Here is a second example from my own dataset (time series) where the breakpoints are noticeably different between the two functions. I am unable to modify the parameters to get the outputs to align.
x <- c(0, 43, 156, 238, 254, 323, 674, 870, 1193, 1555, 1926, 2279, 2660, 3103, 3479, 3832, 4214, 4929, 5665, 6401, 7122, 7850, 9314, 10062, 11151, 11869)
y <- c(7.31322039, 7.32974969, 6.85224257, 7.11882625, 6.56526497, 6.13122649, 6.30991828, 5.88610403, 4.78749174, 3.76120012, 4.02535169, 4.09434456, 2.23216263, 1.97685495, 2.86789890, 2.80336038, 1.28093385, 0.53062825, 0.83290912, 1.02961942, 0.64185389, 0.18232156, 0.09531018, 0.09531018, 0.33647224, 0.51282363)
out.lm2 <- lm(y ~ x)
os2 <- selgmented(out.lm2, type="bic", Kmax=5)

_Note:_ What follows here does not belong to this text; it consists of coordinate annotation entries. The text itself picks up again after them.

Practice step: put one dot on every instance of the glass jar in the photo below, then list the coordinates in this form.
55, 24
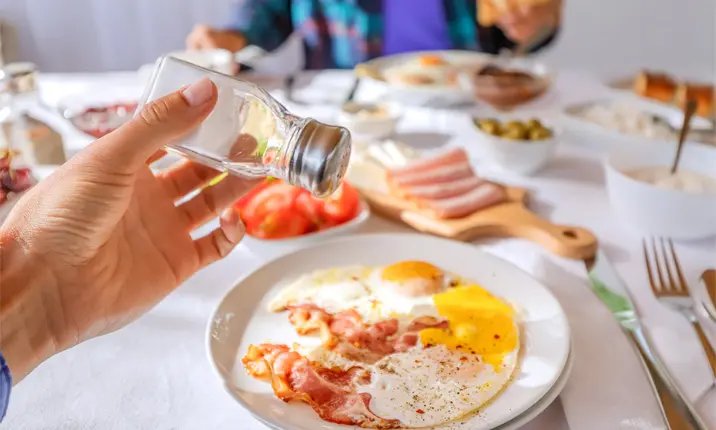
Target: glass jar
249, 133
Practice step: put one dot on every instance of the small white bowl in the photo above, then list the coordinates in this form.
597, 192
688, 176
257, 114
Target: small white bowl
518, 156
655, 211
272, 247
377, 127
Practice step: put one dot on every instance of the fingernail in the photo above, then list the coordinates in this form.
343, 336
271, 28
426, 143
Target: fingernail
232, 225
199, 92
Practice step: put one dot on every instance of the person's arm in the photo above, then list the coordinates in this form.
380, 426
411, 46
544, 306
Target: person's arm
493, 39
264, 23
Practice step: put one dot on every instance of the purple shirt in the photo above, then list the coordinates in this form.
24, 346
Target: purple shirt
412, 25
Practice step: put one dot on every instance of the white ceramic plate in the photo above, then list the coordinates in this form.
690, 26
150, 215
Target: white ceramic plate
672, 115
428, 95
527, 415
242, 318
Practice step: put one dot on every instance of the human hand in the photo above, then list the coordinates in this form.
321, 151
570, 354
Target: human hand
205, 37
525, 21
100, 242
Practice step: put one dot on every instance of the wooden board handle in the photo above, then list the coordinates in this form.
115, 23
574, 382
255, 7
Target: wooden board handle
567, 241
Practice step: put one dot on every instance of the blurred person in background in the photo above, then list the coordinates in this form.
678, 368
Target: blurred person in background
343, 33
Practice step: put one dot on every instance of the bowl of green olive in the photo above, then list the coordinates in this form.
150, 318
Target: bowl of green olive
519, 146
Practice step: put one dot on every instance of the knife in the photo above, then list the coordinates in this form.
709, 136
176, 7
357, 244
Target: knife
607, 285
709, 280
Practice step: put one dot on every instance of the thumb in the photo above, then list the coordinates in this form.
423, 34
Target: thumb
158, 123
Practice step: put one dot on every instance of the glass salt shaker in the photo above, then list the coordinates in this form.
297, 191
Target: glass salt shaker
249, 133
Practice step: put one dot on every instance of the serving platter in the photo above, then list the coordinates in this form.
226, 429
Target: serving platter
424, 95
242, 318
509, 219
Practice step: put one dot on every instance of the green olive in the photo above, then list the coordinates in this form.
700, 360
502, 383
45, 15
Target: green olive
534, 123
514, 133
490, 126
540, 134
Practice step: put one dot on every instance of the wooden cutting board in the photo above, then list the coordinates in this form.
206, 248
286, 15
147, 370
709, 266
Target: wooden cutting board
509, 219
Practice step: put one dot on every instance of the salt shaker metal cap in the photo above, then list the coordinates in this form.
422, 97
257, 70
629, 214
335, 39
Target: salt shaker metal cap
321, 157
301, 151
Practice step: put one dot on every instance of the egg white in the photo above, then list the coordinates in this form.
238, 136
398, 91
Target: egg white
425, 387
421, 387
357, 287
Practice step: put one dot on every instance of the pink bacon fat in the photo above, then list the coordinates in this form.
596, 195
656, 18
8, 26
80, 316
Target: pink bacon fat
442, 190
485, 195
449, 157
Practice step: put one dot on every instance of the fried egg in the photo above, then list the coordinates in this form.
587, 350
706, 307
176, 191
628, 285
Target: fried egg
421, 71
403, 290
426, 387
451, 371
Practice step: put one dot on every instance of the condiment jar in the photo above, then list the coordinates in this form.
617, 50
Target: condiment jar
249, 133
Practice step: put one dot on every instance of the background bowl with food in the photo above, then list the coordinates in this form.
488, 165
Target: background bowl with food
518, 146
424, 78
653, 202
507, 83
370, 120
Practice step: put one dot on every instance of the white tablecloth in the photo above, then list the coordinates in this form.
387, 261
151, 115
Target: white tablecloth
154, 374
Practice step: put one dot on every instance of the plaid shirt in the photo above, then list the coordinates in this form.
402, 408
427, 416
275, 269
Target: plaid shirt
343, 33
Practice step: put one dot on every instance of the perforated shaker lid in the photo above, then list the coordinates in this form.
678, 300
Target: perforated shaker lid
321, 157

o2 <- segmented(out.lm2, npsi=2)
par(mfrow=c(1,2))
plot.segmented(os2)
plot.segmented(os2, res=TRUE, add=TRUE, conf.level=0.95, shade=TRUE)
plot.segmented(o2)
plot.segmented(o2, res=TRUE, add=TRUE, conf.level=0.95, shade=TRUE)
comparison of segmented and selgmented piecewise regressions
I appreciate any feedback on why the outputs of the segmented and selgmented functions differ and how to modify that if possible.